There's a bit of a brouhaha going on among the online Indiana Jones fan community at the moment.

In June, to celebrate the 40th anniversary of Raiders of the Lost Ark, Disney released a limited-edition licensed prop replica of the golden fertility idol seen near the beginning of the film. This is actually a bit of a big deal — unlike LucasFilm stablemate Star Wars, Indiana Jones has not spawned much official merchandise at all over the years, and fans who were jonesing (sorry) for replicas and the like have largely been left to create their own cottage industry. Hats, jackets, whips and idols have been sold through forums like therpf.com and Club Obi-Wan — a fan forum connected to IndyGear.com.

Predictably, the Disney idol sold out within minutes, and since then hundreds of them have been put up for sale on eBay and other sites. Many of the ads appear to be for fairly obvious knock-offs, which has sparked much discussion about how to spot an "authentic" Disney prop replica — as opposed to a replica of said replica.
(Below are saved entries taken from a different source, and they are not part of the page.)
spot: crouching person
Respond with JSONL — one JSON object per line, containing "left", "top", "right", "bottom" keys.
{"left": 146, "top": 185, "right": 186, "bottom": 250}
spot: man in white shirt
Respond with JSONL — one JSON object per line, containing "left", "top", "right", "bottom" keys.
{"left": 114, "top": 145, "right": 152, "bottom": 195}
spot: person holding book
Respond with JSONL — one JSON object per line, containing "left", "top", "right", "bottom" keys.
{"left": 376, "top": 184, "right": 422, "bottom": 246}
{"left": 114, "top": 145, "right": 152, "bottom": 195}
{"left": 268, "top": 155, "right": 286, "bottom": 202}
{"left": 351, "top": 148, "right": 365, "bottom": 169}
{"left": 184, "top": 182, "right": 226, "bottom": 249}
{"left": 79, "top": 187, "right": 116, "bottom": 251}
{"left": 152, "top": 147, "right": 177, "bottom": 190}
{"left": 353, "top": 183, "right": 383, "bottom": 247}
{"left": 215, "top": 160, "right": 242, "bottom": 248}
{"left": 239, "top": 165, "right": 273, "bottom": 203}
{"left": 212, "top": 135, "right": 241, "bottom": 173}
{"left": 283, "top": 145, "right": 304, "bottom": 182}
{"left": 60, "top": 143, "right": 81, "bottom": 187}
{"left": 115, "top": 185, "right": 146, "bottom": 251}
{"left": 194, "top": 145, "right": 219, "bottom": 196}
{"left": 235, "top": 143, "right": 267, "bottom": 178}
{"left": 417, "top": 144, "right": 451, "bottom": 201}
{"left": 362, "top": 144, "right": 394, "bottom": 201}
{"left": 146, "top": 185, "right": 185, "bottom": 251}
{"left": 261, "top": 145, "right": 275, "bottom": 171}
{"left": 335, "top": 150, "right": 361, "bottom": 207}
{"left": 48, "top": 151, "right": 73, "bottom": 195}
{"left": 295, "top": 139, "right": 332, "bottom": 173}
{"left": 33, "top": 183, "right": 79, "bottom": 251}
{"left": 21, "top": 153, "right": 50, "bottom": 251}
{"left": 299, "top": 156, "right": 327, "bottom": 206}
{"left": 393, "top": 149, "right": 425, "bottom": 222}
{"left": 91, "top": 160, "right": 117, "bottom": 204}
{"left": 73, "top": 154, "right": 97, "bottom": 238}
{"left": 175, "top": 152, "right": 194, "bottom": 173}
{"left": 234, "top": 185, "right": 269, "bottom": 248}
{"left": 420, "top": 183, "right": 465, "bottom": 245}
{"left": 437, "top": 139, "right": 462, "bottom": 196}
As if that weren't silly enough, a number of old-school fans (from the pre-Disney days) have been going on about the olden times — when there was no such thing as a licensed replica, and you had to know how to spot a good replica among the many unlicensed variants around.

Some of those idols were modelled according to what could be gleaned from watching the movie frame by frame on VHS, and they looked it. Others were informed by information gleaned from careful study of the LucasFilm archives and tidbits that popped up in interviews.

Some of them were so good that their makers earned a reputation for quality. One such — a member of the RPF forum who went by the name of "Gobler" — claimed to have obtained a cast of the "Hero" idol seen in the movie, and struck a very few copies based on it. Gobler's idols are considered the holy grail (yeah, wrong movie, sorry) of idol replicas. Naturally, rip-offs have sprouted up trading on those makers' names — making it even more challenging to know if you're getting a genuine authentic replica or … not.

And of course, many critics of the Disney replica say that it's not actually as close to the prop seen in the movie as some of the unlicensed ones.

There is a great irony in all of this. There were in fact two props made for the movie. The "Hero" prop (seen in the temple) has brown glass eyes, while the "Stunt" prop (the one that gets thrown around and surrendered to Belloq) has gold-painted eyes.

Neither, it bears saying, is an actual Chachapoyan artefact.

Both were copied loosely from a purported pre-Columbian fertility idol representing the Aztec goddess Tlazolteotl, which is held in the Dumbarton Oaks Museum in Washington DC.

That original idol has itself been proven to be a fake — made some time in the 19th century.

It's almost as if Indiana Jones himself were fictional.